Relative risk is the difference in risk of disease between individuals exposed to a particular hazard and those not exposed. The relative risk of heart disease death in pub workers due to secondhand smoke is reported here as being approximately 1.25, which means that pub workers are 25% more likely to die from heart disease than they would be if there were no smoking in pubs.
Absolute risk refers to the actual risk of developing a disease if one is exposed to the hazard. A 25% absolute risk of dying prematurely from heart disease among bar workers would mean that 1 in 4 bar workers would be expected to die prematurely from heart disease.
The problem is that the British Heart Foundation statement equates absolute risk with relative risk. While the relative risk of heart disease among exposed nonsmokers is about 1.25, meaning that exposed bar workers are 25% more likely to die from heart disease due to their exposure, the absolute risk of a bar worker dying from heart disease attributable to secondhand smoke exposure is nowhere close to 25%.
The shame here is not merely that an anti-smoking group is using false scientific claims to support public policy but that it is completely unnecessary to do so. There is enough evidence, I believe, of the hazards of secondhand smoke exposure for bar and restaurant workers that we can promote policies to protect the health of these workers without having to resort to misleading and inaccurate public statements and the blatant distortion of the truth.

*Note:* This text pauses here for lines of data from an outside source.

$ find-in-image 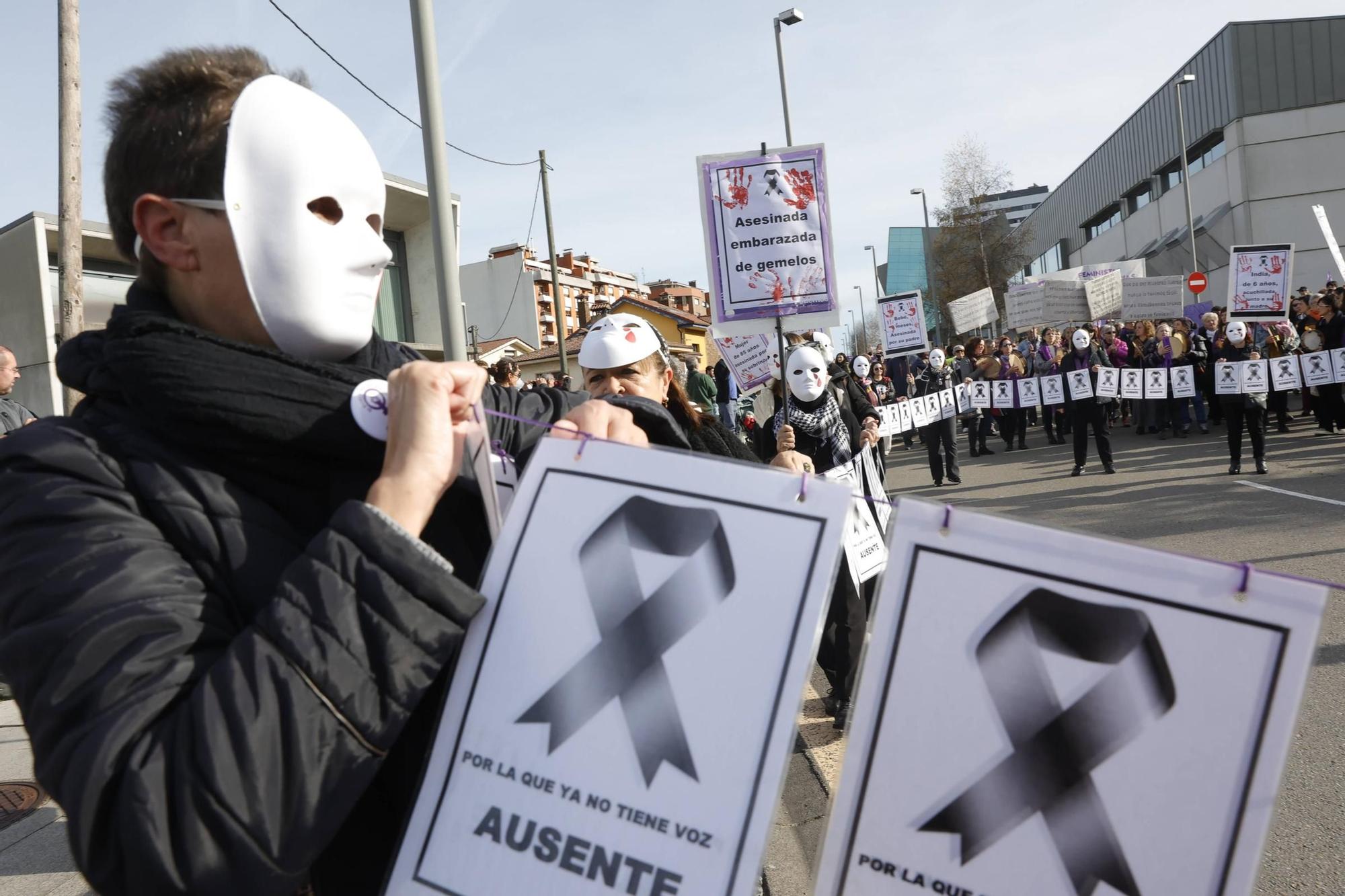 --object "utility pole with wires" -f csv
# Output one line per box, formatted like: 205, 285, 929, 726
56, 0, 83, 414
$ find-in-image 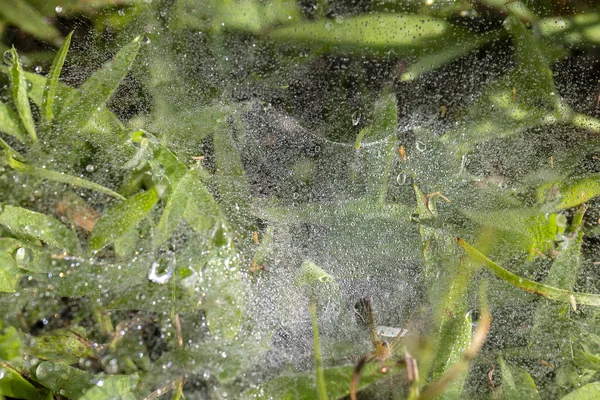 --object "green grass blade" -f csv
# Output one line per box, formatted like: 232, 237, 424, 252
0, 102, 27, 143
152, 170, 193, 249
457, 238, 600, 307
560, 382, 600, 400
88, 186, 158, 250
213, 117, 250, 229
310, 302, 328, 400
4, 47, 37, 143
0, 0, 60, 44
500, 359, 540, 400
56, 36, 142, 132
8, 157, 125, 200
0, 251, 21, 293
0, 206, 79, 254
42, 32, 73, 122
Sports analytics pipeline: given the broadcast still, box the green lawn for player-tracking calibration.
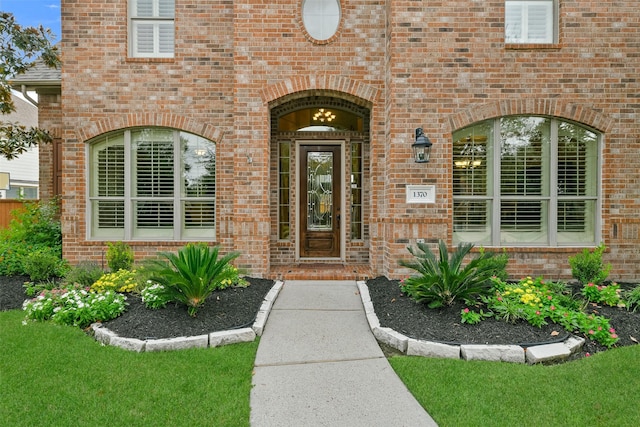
[390,346,640,427]
[0,310,640,427]
[0,310,258,426]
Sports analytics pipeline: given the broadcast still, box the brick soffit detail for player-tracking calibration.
[449,99,615,133]
[76,113,223,142]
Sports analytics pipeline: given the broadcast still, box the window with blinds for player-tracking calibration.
[129,0,175,58]
[504,0,557,43]
[92,135,125,229]
[453,116,600,246]
[453,123,493,243]
[89,128,216,240]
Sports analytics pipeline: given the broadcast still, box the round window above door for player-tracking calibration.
[302,0,341,42]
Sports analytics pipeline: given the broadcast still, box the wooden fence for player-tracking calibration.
[0,199,29,228]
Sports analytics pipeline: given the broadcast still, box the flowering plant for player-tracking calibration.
[23,287,126,328]
[91,270,138,292]
[483,277,618,347]
[582,282,622,306]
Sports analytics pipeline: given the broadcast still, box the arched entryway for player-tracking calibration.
[270,93,370,278]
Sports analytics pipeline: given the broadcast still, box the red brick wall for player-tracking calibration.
[52,0,640,279]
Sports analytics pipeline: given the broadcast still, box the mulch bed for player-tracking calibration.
[367,277,640,355]
[0,276,640,355]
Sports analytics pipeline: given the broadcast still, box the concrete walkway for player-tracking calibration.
[251,281,436,427]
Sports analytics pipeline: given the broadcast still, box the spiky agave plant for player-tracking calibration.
[149,243,240,317]
[400,240,495,308]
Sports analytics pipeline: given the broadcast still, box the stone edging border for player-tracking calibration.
[357,281,585,364]
[91,280,283,352]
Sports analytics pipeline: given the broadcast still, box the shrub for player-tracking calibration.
[5,199,62,248]
[140,281,171,309]
[148,243,240,317]
[23,280,58,298]
[91,270,138,292]
[582,283,621,307]
[107,242,133,271]
[0,199,62,276]
[623,286,640,312]
[23,287,126,328]
[400,240,495,308]
[23,248,68,282]
[484,277,618,347]
[64,261,104,288]
[569,244,611,285]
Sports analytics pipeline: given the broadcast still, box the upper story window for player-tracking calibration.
[129,0,175,58]
[302,0,340,41]
[504,0,558,44]
[87,128,216,241]
[453,116,600,247]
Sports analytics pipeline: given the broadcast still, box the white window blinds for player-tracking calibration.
[88,128,216,240]
[505,0,556,43]
[130,0,175,58]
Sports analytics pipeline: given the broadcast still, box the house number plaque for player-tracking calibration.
[407,185,436,203]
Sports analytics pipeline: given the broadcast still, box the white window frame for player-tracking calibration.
[129,0,175,58]
[86,127,217,241]
[302,0,342,41]
[504,0,558,44]
[453,116,603,247]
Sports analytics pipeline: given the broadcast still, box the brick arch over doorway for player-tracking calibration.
[260,75,381,108]
[449,99,614,133]
[76,113,223,142]
[269,93,372,278]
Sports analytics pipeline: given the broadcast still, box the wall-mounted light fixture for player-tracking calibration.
[313,108,336,122]
[411,128,433,163]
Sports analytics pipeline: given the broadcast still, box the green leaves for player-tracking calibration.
[149,244,240,317]
[0,12,60,160]
[400,240,506,308]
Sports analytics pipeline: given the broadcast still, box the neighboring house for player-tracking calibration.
[0,94,39,199]
[8,0,640,280]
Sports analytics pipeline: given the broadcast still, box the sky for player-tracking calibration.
[0,0,61,42]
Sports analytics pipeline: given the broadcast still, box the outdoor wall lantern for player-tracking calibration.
[411,128,433,163]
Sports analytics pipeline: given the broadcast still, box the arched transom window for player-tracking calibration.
[453,116,600,246]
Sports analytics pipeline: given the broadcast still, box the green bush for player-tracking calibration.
[64,261,104,288]
[107,242,133,272]
[0,200,62,276]
[23,248,68,282]
[622,286,640,312]
[24,287,127,328]
[148,243,240,317]
[140,280,171,309]
[569,244,611,285]
[400,240,496,308]
[4,199,62,248]
[483,277,619,347]
[582,282,621,307]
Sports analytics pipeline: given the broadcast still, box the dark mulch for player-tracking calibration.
[0,276,640,354]
[367,277,640,354]
[0,276,274,339]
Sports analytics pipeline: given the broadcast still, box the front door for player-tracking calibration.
[299,145,342,258]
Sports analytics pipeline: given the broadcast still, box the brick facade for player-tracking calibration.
[40,0,640,280]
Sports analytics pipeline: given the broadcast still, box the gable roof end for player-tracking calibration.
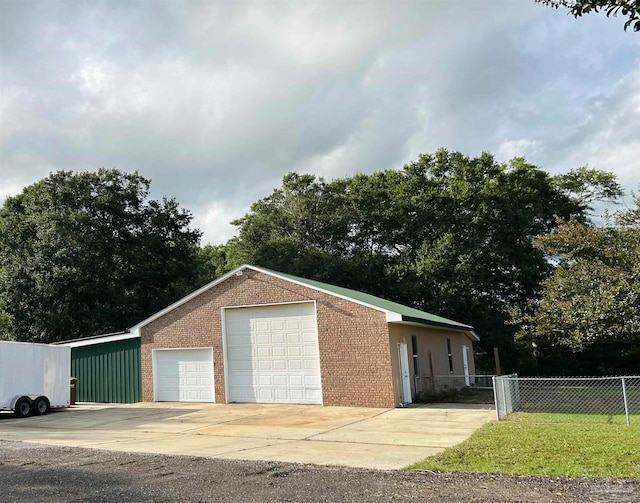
[131,264,480,341]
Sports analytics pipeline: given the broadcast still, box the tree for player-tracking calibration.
[0,169,200,342]
[535,0,640,31]
[513,198,640,374]
[226,150,620,370]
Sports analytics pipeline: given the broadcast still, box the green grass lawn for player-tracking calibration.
[410,413,640,478]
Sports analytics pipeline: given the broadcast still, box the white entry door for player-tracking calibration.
[462,344,471,386]
[224,302,322,404]
[398,342,412,403]
[153,348,215,402]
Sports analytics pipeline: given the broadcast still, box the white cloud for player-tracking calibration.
[496,139,540,162]
[0,0,640,242]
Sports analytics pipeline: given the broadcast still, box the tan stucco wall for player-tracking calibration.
[389,323,475,404]
[140,270,395,407]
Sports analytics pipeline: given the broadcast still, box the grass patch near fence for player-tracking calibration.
[410,413,640,478]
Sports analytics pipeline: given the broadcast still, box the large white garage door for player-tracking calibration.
[154,349,214,402]
[225,303,322,404]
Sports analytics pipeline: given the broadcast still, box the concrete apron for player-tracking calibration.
[0,403,495,469]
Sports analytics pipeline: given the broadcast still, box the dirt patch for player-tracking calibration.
[0,441,640,503]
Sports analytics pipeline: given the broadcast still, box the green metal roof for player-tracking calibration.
[256,267,473,331]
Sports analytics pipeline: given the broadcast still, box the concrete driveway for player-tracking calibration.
[0,403,495,469]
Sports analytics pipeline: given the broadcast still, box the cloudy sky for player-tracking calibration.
[0,0,640,244]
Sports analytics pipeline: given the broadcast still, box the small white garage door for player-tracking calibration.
[154,349,214,402]
[225,302,322,404]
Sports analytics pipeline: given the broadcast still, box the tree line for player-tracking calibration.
[0,149,640,374]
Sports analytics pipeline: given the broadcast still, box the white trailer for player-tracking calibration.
[0,341,71,417]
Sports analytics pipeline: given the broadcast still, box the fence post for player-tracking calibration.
[621,377,630,426]
[491,376,500,421]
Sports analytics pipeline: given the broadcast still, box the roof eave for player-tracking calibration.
[387,313,480,342]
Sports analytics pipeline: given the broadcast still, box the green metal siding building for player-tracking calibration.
[69,334,142,403]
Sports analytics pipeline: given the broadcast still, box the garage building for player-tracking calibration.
[131,265,478,407]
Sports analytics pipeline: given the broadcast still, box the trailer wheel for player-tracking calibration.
[33,396,50,416]
[13,396,33,417]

I think we can effectively promote responsible public health policies while at the same time being truthful. And to be honest, I think we'd be a lot more effective if we did so.
After all, eventually all of these fallacious claims that we're making are going to tip off the public and the media to the fact that we can't be trusted to accurately present the science. And then it's going to become impossible to convince them of the legitimate facts about secondhand smoke - facts that need to be communicated to the public, and for which we need the public's trust.
What's at stake is simply too important to throw it all away just so that we can make some claims that sound very dramatic and alarming.
The truth is enough to support the policies that most of us in tobacco control are working towards. There's no need to go beyond simply telling the truth. And if we don't stop doing it, it's going to destroy our credibility. Then we won't be able to convince anyone of even the true facts about the dangers of secondhand smoke.